Jessica:
Czemu ja ? Czemu ja tutaj jestem… David właśnie nam powiedział, że
przygotuje nam sprzęt i będziemy mieli treningi. Coś typu Ala walka… Już mi się
przypominają jakieś książki fantastyczne. Te wszystkie walki.. Nienawidzę tego.
Mam ważniejsze sprawy na głowie. Może i byłam z zasady pesymistką nie wiem, ale
uważałam, że to nie skończy się dobrze. Właśnie siedziałam w małej sypialni, która
teraz była moja. Była przytulnie urządzona, ale nie czułam się tu jak u siebie.

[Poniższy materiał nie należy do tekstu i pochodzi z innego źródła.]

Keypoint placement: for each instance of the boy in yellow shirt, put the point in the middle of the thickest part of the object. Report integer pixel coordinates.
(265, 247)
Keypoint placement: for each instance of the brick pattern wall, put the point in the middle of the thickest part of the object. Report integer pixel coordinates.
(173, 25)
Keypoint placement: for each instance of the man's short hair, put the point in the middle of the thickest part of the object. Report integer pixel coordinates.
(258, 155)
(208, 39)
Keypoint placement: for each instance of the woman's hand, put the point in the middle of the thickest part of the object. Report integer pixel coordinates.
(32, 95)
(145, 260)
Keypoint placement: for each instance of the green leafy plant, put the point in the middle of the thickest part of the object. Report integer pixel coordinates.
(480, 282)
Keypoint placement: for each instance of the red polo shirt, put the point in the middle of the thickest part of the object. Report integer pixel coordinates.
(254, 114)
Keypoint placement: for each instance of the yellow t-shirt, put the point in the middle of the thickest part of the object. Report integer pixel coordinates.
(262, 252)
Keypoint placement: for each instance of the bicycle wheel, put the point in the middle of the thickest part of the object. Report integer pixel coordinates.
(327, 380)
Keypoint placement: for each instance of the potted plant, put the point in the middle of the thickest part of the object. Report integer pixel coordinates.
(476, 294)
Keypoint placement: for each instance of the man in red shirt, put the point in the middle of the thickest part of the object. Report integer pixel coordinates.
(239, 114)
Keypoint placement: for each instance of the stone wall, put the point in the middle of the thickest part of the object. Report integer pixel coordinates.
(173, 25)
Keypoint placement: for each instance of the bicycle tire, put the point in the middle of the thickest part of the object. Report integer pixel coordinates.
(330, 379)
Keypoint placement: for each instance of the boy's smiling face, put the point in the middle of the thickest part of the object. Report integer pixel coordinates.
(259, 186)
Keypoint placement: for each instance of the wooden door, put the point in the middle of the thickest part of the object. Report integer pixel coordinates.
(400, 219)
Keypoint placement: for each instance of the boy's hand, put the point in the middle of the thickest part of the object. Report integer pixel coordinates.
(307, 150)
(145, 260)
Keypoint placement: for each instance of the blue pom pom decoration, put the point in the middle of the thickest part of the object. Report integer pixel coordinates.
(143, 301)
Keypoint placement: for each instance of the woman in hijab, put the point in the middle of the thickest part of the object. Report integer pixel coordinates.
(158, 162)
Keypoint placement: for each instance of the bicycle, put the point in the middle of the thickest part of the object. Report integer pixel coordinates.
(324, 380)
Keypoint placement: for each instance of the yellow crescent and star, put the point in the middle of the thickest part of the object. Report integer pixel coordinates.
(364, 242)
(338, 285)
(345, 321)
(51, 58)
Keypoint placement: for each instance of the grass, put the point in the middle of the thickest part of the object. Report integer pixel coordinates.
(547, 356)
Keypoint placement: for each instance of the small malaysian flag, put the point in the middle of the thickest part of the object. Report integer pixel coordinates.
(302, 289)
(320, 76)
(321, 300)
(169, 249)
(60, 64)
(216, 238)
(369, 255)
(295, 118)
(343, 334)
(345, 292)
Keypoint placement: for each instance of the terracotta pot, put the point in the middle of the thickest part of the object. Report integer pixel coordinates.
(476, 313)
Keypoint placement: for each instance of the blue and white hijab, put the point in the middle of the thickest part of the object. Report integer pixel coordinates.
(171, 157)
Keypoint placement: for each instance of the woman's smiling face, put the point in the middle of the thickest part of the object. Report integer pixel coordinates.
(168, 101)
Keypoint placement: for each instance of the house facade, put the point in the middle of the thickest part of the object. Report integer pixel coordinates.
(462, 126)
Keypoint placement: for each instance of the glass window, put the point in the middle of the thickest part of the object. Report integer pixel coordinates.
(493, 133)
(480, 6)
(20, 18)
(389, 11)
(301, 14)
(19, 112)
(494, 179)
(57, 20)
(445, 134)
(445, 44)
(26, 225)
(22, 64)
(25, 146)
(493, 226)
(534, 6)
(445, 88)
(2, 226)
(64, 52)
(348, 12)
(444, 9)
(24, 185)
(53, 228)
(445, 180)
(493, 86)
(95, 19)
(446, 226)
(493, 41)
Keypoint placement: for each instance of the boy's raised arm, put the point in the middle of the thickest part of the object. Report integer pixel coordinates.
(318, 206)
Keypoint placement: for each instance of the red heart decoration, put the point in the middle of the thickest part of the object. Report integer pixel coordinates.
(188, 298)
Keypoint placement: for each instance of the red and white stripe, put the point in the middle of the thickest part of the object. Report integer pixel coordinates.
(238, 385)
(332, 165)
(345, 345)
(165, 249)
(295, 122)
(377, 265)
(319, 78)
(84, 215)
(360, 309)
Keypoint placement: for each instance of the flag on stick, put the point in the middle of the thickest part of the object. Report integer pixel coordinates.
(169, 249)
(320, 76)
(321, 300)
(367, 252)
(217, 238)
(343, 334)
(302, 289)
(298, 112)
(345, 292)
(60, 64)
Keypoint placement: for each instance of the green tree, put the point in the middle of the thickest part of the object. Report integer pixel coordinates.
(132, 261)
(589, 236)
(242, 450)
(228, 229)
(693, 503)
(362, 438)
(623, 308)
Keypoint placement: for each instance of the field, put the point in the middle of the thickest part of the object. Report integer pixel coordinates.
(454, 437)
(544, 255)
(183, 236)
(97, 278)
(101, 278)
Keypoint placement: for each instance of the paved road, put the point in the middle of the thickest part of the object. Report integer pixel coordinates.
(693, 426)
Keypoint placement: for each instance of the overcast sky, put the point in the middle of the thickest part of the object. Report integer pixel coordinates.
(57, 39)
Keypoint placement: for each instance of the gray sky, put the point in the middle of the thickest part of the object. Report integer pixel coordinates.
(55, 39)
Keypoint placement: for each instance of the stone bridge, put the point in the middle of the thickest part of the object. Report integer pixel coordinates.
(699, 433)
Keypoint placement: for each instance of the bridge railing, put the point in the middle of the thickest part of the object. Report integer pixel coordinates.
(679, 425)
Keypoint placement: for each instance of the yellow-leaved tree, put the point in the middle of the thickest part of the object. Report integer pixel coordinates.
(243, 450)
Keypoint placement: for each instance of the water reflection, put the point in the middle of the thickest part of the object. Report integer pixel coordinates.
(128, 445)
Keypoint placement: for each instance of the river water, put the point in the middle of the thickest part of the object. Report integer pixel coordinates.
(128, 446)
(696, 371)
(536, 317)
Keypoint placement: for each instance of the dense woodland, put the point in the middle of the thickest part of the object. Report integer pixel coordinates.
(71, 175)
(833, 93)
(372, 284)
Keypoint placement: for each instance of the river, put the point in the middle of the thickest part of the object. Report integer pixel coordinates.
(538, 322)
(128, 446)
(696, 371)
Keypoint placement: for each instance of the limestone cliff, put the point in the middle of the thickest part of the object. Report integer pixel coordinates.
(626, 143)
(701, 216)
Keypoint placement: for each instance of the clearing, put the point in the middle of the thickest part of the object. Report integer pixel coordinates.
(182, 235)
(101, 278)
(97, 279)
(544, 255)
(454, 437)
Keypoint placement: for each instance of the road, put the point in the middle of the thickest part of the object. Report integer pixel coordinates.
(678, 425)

Nic mi tu nie pasowało ! Nie chciałam zostać tu, ani chwili dłużej, ale nie
mamy wyjścia. Usłyszałam pukanie do ładnych z jasnego drewna drzwi.

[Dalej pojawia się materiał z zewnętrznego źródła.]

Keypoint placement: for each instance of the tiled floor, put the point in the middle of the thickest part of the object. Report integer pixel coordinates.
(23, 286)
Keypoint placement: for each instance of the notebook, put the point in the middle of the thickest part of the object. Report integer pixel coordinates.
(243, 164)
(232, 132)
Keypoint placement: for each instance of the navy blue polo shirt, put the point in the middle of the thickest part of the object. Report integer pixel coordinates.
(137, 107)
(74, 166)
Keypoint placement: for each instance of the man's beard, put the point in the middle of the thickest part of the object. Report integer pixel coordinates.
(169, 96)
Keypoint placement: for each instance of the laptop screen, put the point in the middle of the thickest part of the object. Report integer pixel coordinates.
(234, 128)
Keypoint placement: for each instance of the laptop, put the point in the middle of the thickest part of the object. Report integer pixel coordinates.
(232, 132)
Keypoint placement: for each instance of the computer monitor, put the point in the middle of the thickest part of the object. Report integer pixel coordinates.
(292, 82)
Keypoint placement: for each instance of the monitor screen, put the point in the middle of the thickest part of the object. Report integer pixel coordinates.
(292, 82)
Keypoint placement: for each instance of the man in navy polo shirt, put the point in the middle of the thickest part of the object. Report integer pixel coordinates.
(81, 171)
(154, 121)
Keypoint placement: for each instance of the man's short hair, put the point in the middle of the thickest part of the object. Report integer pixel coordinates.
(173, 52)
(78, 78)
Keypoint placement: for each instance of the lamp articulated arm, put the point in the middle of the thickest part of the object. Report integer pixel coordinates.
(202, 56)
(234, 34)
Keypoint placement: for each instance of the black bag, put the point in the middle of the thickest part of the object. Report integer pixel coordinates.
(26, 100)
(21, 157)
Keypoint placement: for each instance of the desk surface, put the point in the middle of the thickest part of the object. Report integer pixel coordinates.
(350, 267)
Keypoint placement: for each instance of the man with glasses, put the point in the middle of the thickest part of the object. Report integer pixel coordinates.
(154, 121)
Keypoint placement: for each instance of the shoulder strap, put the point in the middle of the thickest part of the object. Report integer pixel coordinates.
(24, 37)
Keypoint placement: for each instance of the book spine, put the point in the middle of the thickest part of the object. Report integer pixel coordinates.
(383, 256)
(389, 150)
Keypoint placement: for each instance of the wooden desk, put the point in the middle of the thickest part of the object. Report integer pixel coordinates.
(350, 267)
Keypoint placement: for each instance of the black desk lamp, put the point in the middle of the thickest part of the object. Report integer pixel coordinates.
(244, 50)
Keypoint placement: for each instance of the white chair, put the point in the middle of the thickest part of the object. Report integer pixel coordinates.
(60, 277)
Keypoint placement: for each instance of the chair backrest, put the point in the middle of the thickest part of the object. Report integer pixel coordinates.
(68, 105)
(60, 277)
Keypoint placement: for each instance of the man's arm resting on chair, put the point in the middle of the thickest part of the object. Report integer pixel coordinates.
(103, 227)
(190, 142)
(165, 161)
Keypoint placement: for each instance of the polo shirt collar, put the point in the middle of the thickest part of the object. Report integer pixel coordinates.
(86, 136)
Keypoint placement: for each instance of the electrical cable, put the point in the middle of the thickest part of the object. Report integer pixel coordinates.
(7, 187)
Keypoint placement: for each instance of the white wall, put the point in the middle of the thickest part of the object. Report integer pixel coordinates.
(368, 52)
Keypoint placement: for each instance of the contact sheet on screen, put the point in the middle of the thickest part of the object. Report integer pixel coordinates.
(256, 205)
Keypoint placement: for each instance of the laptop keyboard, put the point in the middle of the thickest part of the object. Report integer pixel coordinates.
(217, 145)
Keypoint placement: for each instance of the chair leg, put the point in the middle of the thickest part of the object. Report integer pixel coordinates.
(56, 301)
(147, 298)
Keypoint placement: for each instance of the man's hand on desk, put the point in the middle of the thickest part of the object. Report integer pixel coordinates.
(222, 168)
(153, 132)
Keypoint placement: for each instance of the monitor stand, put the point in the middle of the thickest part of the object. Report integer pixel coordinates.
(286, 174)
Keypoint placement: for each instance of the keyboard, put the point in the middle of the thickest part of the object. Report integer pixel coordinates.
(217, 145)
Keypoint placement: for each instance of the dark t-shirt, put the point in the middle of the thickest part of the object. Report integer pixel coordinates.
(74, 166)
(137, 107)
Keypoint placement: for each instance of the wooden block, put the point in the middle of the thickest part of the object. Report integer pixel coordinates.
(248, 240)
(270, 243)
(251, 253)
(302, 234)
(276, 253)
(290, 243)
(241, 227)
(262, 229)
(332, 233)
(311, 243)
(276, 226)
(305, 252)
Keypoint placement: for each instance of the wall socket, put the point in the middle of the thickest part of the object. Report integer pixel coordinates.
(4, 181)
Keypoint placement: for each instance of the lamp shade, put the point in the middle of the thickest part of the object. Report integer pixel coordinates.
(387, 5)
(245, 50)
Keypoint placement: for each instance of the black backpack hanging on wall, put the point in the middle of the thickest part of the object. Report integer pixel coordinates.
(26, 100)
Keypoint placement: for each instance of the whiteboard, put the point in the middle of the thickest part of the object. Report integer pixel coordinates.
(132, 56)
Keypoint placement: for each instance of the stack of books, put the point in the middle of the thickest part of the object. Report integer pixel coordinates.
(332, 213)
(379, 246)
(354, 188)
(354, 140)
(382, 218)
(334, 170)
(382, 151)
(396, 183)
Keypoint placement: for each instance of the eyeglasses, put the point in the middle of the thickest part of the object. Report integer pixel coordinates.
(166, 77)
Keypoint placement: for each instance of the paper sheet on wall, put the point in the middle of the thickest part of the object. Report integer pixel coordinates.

- Wszystko w porządku ? - Spytała się Daisy otwierając drzwi. - Wiesz
powinnaś je zamykać, a jak ktoś się zabije w nocy. - Powiedziała sarkastycznie
z uśmiechem. Tak często się śmiała, że było to aż dziwne.
- Naprawdę Cię to bawi ? - Spytałam podnosząc brwi. Dziewczyna nagle
lekko spoważniała, ale nadal mówiła z lekkim uśmiechem na ustach.
- Nie. Po prostu Ty widzisz szklankę do połowy pustą, a ja do połowy pełną.
Jestem pozytywnie nastawiona do życia. W końcu żyjemy.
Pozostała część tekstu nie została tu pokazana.